Jenni Hen
Songster
I remember when I was a kid: we used to go on holiday on a farm, and as I played with the farm kids I was treated the same - 'drink the whey it's good for you'! The only other use I knew for whey was for feeding pigs.I'm making my own yogurt today. I make it with my own culture, which I've kept going from some culture I ordered online. So my only cost is the gallon of fat free milk (abbreviated FF milk, so I call it "loud milk."), and the honey I use to sweeten it.
I also drain a lot of whey out of it, so I end up with about a little less than half a gallon of yogurt, and a little more than half a gallon of whey. Which sounds wasteful, but I have a LOT of uses for whey, so I think of it as getting two products, not just one. I recycle the empty milk jug, and I don't have any other containers I need to recycle, as I use canning jars.

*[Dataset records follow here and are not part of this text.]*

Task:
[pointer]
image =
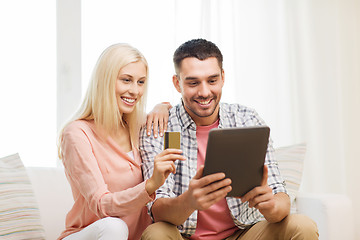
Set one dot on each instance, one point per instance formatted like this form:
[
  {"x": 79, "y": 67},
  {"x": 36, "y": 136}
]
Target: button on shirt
[{"x": 231, "y": 115}]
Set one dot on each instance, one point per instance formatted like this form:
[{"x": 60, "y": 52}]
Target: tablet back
[{"x": 240, "y": 154}]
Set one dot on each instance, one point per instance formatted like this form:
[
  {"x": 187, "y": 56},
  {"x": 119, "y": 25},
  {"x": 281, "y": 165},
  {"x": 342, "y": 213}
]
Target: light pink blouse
[{"x": 105, "y": 180}]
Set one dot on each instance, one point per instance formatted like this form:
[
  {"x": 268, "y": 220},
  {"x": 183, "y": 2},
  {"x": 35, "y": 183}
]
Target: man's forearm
[{"x": 172, "y": 210}]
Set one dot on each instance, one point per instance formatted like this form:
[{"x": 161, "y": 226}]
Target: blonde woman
[{"x": 99, "y": 150}]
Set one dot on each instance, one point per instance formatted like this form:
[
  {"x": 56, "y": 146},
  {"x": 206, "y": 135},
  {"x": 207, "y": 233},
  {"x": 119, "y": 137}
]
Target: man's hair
[{"x": 198, "y": 48}]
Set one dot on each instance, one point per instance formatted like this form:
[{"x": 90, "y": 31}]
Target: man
[{"x": 190, "y": 206}]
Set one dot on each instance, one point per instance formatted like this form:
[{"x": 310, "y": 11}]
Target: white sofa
[{"x": 53, "y": 195}]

You do not need a yogurt maker. Don't let that be a reason not to make your own. If someone wants, I'll post my (somewhat lengthy) directions.
I used to take a jar of yogurt to work and stand my spoon up in it. I show it to coworkers and say, "Can your yogurt do this?" Then I'd turn the jar upside down and say, "Well, how about this?"
Yeah, I'm a bit of a smart aleck.
Uses for whey:
Mix with the chickens' feed to make their mash snack
Water blueberries or other acid loving plants
Cook rice
Make bread
Some people even drink it.
My bantams have mash for breakfast and I do sometimes make bread .
I used to save the last bit from a pot of live yoghurt and put it in a vacuum flask, warm some milk and fill the flask, then leave it overnight.
It's very easy to do, but I fail to resist eating all the yoghurt in the pot! We live near shops and it's even easer to think, 'oh well, I can get some more tomorrow!'.
I add soft fruit from my bushes, or the jam I made, or lemon curd (I lemon 1 egg 1 oz butter + enough sugar, mix up & heat until it sets)
I think I used full-cream unpasteurised milk, just because it's what we used to get, but I don't recall getting whey or a solid set as you describe.
We do make junket, which gives a sweet sort of buttermilk.